Job Details:
Job Description:
Join Intel’s cutting-edge NPU (Neural Processing Unit) project, as part of a multidisciplinary team that spans compiler development, model enablement, and large language model (LLM) engineering. You will play a key role in building the software stack that powers next-generation AI workloads on Intel’s NPUs, enabling efficient, dynamic, and scalable deployment of advanced machine learning models—including quantized and dynamic models.
Responsibilities:
- Design, implement, and optimize compiler features for Intel NPU architectures, ensuring high performance and efficient code generation.
- Enable and optimize machine learning models—including LLMs—for deployment on Intel NPUs, focusing on quantization, dynamic execution, and hardware-specific acceleration.
- Collaborate with other teams to productionize new models and support emerging AI workloads.
- Develop and maintain model conversion, quantization, and deployment pipelines, ensuring correctness, reproducibility, and compliance with Intel’s standards.
- Benchmark, profile, and debug models and software components to identify and resolve performance bottlenecks.
- Stay current with the latest advancements in compilers, model optimization, quantization, and LLM research, and integrate best practices into the NPU software stack.
- Write clear technical documentation and provide support to internal and external users.
Qualifications:
- Bachelor’s, Master’s, or Ph.D. in Computer Science, Electrical Engineering, or related field.
- Proven expertise in C/C++ with strong software design and optimization skills.
- Solid understanding of AI model optimization techniques such as quantization, pruning, and distillation.
- Familiarity with large language models and their deployment requirements.
- Knowledge of computer architecture, hardware acceleration, and low-level performance tuning.
- Proficiency with Linux environments, virtualization, and CI/CD workflows.
- Strong analytical, problem-solving, and cross-team collaboration skills in fast-moving technical settings.
- Experience with modern compiler infrastructures (e.g., LLVM, MLIR) or code generation for custom accelerators is a plus.
- Hands-on experience with AI frameworks (OpenVINO, TensorFlow, PyTorch, ONNX), Python, and performance tools for NPUs, GPUs, or FPGAs is a plus.
- Experience developing dynamic execution or runtime systems that handle variable input sizes and adaptive behavior is a plus.

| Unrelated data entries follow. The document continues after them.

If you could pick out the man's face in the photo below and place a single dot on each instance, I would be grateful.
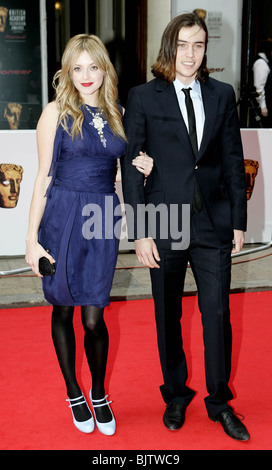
(190, 53)
(9, 188)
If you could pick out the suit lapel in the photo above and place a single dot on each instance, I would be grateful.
(168, 101)
(210, 103)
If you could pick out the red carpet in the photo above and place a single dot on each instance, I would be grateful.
(35, 415)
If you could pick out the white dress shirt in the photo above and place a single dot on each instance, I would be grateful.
(197, 103)
(261, 70)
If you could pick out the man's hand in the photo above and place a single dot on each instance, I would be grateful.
(239, 240)
(147, 252)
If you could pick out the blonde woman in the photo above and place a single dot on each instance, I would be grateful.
(74, 215)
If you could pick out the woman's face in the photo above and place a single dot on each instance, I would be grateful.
(87, 78)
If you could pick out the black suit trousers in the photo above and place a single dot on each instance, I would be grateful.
(210, 261)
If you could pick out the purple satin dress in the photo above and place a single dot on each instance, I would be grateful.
(81, 222)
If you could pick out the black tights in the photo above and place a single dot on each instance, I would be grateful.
(96, 342)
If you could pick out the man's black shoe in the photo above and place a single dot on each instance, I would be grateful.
(174, 416)
(232, 425)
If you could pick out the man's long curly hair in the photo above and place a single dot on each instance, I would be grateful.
(165, 66)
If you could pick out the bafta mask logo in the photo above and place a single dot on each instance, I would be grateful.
(12, 114)
(3, 18)
(10, 179)
(251, 167)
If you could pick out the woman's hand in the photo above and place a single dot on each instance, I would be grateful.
(143, 163)
(34, 252)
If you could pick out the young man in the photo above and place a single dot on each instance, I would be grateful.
(198, 163)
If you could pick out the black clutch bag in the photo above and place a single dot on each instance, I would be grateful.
(45, 267)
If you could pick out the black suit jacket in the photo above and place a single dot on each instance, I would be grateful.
(154, 123)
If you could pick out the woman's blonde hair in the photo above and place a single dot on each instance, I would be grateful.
(68, 98)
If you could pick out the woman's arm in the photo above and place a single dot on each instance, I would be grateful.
(46, 131)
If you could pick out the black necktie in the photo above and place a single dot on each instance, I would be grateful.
(191, 119)
(197, 205)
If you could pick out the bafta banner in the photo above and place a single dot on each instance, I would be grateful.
(20, 64)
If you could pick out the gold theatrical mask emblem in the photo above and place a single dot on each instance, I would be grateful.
(251, 167)
(12, 114)
(10, 179)
(3, 18)
(201, 13)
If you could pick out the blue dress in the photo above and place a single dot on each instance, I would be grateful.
(81, 222)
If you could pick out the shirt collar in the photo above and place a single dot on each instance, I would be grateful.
(195, 85)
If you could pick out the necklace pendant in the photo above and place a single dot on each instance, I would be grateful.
(98, 123)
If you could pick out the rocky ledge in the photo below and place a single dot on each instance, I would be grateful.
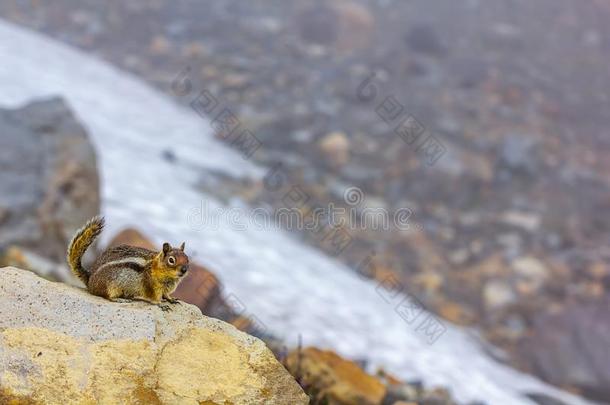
(59, 344)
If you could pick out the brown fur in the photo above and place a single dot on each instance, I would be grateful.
(128, 272)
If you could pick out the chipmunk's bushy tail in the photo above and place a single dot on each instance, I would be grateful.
(79, 245)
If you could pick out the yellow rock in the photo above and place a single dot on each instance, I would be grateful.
(60, 345)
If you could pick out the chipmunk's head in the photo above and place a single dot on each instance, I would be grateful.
(174, 260)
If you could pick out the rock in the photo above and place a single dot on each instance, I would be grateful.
(523, 220)
(570, 348)
(200, 287)
(498, 294)
(356, 25)
(26, 259)
(518, 154)
(330, 377)
(336, 148)
(59, 344)
(159, 45)
(532, 273)
(49, 178)
(343, 24)
(318, 24)
(424, 39)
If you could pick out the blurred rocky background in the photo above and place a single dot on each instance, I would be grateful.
(513, 217)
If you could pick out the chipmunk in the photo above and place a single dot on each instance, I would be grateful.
(125, 272)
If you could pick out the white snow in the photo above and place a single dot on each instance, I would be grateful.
(293, 289)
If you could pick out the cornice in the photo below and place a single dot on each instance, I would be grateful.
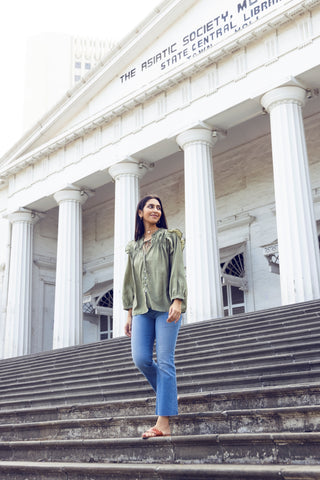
(175, 76)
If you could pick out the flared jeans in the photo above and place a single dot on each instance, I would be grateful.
(146, 329)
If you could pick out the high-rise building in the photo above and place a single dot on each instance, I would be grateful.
(55, 62)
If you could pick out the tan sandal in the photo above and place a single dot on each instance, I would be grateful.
(154, 432)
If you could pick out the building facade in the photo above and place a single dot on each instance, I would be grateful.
(216, 109)
(55, 62)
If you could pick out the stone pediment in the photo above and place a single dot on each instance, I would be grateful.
(175, 42)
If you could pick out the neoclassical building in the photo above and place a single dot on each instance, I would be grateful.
(216, 109)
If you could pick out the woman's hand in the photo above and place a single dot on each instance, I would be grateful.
(174, 311)
(127, 327)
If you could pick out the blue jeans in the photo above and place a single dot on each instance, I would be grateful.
(161, 375)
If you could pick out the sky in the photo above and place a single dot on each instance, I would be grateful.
(21, 19)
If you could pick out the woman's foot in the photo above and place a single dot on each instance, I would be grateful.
(161, 429)
(154, 432)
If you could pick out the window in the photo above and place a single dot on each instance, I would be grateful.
(233, 275)
(106, 326)
(105, 307)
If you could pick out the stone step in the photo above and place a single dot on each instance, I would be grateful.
(252, 448)
(302, 349)
(186, 331)
(285, 419)
(135, 384)
(201, 382)
(255, 398)
(141, 471)
(99, 373)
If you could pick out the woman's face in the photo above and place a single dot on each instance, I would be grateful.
(151, 212)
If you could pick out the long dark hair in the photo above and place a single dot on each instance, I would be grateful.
(139, 227)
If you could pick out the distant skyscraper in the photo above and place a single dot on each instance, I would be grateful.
(55, 62)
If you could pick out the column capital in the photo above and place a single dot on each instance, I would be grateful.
(195, 135)
(128, 168)
(23, 216)
(70, 194)
(281, 95)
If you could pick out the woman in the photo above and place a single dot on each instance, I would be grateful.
(154, 294)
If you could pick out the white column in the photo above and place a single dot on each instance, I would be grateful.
(126, 176)
(297, 237)
(68, 295)
(202, 251)
(18, 318)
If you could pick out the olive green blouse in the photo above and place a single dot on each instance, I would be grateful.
(155, 275)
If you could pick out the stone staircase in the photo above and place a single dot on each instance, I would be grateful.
(249, 400)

- Familiarity with collaborative tools (GitHub, Jira) and open-source contribution practices is a plus.
Job Type:
Experienced Hire
Shift:
Shift 1 (Romania)
Primary Location:
Romania, Timisoara
Additional Locations:
Business group:
The Client Computing Group (CCG) is responsible for driving business strategy and product development for Intel's PC products and platforms, spanning form factors such as notebooks, desktops, 2 in 1s, all in ones. Working with our partners across the industry, we intend to deliver purposeful computing experiences that unlock people's potential - allowing each person use our products to focus, create and connect in ways that matter most to them.
Posting Statement:
All qualified applicants will receive consideration for employment without regard to race, color, religion, religious creed, sex, national origin, ancestry, age, physical or mental disability, medical condition, genetic information, military and veteran status, marital status, pregnancy, gender, gender expression, gender identity, sexual orientation, or any other characteristic protected by local law, regulation, or ordinance.
Position of Trust
N/A
Work Model for this Role
This role will be eligible for our hybrid work model which allows employees to split their time between working on-site at their assigned Intel site and off-site. * Job posting details (such as work model, location or time type) are subject to change.